Revascularization itself may reduce the incidence of late potentials,82 and in a recent study of 1,800 patients who were revascularized as treatment for acute MI, SAECG findings were abnormal in 9.3% of patients, but had no association with cardiac death or arrhythmic events.83 Multiple studies have evaluated SAECG as a post-MI risk stratification tool, and in a meta-analysis of 9,883 patients, SAECG had a modest sensitivity (62.4%) and specificity (77.4%) for major arrhythmic events (composite of sudden death, resuscitated sudden death, and VT/VF).84 When used alone, the SAECG therefore has limited utility in sudden death risk stratification post-MI.

Standard electrocardiogram parameters

The standard 12-lead ECG is ubiquitous, inexpensive, and does not require long-term monitoring, specialized equipment, or specialized signal processing to extract information that may be useful in sudden death risk stratification. Various markers obtained from a 12-lead ECG have been evaluated as markers of sudden death post-MI. In patients with coronary artery disease, increased QRS duration and bundle branch block (BBB) are associated with more severe coronary artery disease, more severe left ventricular systolic dysfunction, and increased mortality.85 Left BBB (but not right BBB) has been associated with total mortality in the CASS Registry85 and the MUSTT trial.86 Most studies, however, have not demonstrated an association between QRS duration/BBB and sudden death or arrhythmias.
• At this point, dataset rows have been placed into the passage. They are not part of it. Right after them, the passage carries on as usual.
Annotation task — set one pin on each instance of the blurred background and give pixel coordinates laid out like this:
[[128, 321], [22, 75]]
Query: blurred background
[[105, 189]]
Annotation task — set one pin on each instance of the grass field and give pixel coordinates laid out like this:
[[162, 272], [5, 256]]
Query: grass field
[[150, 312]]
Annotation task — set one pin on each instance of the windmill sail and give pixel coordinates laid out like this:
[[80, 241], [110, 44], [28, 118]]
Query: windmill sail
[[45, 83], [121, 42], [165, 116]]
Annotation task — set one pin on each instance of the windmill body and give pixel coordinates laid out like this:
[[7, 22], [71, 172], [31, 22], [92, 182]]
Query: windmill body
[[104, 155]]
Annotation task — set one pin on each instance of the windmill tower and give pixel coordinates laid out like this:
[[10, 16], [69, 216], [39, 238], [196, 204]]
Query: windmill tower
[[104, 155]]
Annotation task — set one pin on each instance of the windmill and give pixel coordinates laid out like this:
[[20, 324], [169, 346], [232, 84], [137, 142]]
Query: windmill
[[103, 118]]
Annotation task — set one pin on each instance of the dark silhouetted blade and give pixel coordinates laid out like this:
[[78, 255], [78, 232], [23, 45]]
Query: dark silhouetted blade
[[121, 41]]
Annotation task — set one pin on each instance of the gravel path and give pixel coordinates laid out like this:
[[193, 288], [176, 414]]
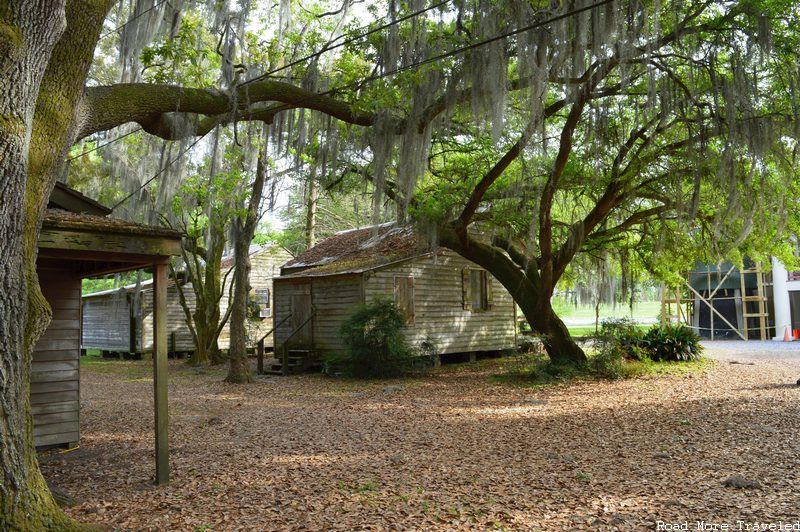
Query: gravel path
[[752, 350]]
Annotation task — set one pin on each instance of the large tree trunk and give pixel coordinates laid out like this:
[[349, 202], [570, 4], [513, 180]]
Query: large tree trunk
[[528, 291], [239, 366], [311, 211], [28, 35], [558, 343]]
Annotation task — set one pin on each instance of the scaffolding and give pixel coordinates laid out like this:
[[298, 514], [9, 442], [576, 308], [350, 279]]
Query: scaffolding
[[701, 289]]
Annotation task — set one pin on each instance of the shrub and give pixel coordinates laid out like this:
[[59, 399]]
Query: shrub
[[375, 345], [672, 343], [620, 339]]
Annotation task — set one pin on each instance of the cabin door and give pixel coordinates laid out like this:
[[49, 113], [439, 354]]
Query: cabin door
[[301, 317]]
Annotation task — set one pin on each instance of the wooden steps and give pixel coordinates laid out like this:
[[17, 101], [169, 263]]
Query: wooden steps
[[297, 361]]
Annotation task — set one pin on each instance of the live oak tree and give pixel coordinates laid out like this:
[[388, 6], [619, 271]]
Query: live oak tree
[[584, 127]]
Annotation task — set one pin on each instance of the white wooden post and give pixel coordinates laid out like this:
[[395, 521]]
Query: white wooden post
[[780, 298], [160, 372]]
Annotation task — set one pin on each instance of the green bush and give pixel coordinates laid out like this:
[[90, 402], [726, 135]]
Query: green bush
[[620, 339], [673, 343], [375, 345]]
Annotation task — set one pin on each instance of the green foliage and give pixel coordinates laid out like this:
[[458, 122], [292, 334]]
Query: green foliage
[[620, 339], [376, 347], [672, 343]]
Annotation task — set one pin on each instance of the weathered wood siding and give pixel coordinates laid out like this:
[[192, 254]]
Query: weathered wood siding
[[106, 322], [439, 307], [265, 264], [55, 375], [179, 337], [333, 299]]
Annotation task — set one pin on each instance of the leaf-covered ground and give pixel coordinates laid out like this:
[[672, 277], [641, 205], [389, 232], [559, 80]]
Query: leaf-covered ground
[[456, 450]]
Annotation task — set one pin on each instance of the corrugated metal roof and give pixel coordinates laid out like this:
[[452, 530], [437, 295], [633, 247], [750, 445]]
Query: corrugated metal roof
[[356, 251]]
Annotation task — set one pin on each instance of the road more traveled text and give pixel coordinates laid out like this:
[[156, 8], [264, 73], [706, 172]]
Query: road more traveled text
[[735, 525]]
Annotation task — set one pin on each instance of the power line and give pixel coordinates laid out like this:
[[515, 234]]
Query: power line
[[104, 144], [478, 44], [389, 73], [276, 70], [451, 53], [140, 15], [161, 171], [346, 42]]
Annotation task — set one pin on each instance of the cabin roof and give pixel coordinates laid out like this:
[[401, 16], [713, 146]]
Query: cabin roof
[[357, 250]]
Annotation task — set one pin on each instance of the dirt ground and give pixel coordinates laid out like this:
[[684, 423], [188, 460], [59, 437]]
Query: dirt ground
[[456, 450]]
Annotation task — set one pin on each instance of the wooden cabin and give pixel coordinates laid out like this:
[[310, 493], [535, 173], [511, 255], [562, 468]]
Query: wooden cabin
[[120, 320], [446, 299], [722, 301], [79, 240]]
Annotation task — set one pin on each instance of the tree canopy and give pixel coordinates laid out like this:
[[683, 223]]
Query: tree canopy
[[521, 134]]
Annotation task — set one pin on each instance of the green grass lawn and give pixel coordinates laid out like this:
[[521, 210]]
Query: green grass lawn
[[642, 309]]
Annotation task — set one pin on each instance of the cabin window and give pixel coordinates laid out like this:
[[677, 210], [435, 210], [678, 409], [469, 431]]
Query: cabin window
[[262, 300], [476, 289], [404, 297]]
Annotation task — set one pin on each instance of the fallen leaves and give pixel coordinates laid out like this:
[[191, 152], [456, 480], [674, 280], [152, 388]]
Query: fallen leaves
[[451, 451]]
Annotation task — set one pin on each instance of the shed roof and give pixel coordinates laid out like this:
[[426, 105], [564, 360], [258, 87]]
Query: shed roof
[[357, 250]]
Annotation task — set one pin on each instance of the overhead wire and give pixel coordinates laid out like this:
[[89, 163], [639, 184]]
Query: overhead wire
[[112, 141], [140, 15], [160, 171], [276, 70], [375, 77], [346, 42]]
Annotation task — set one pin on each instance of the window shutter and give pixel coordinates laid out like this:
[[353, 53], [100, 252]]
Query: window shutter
[[466, 289], [489, 293]]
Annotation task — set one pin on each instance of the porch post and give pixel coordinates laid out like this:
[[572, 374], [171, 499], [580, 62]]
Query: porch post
[[160, 372]]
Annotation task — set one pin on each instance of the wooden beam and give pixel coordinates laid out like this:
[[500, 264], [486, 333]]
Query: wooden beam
[[135, 259], [160, 372], [73, 239], [714, 311]]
Although a substudy of MADIT-II demonstrated that QRS duration > 150 ms was associated with ICD benefit, other studies, including MUSTT, have not found an association between QRS duration/morphology and inducible VT or ventricular arrhythmias.86,87 In the VALIANT trial, QRS duration was associated with larger LV volumes and lower LVEF, but was not independently associated with sudden death.88 Prolonged QRS and BBB are therefore reflections of more severe ventricular dysfunction instead of markers specifically for increased risk of ventricular arrhythmias or sudden death.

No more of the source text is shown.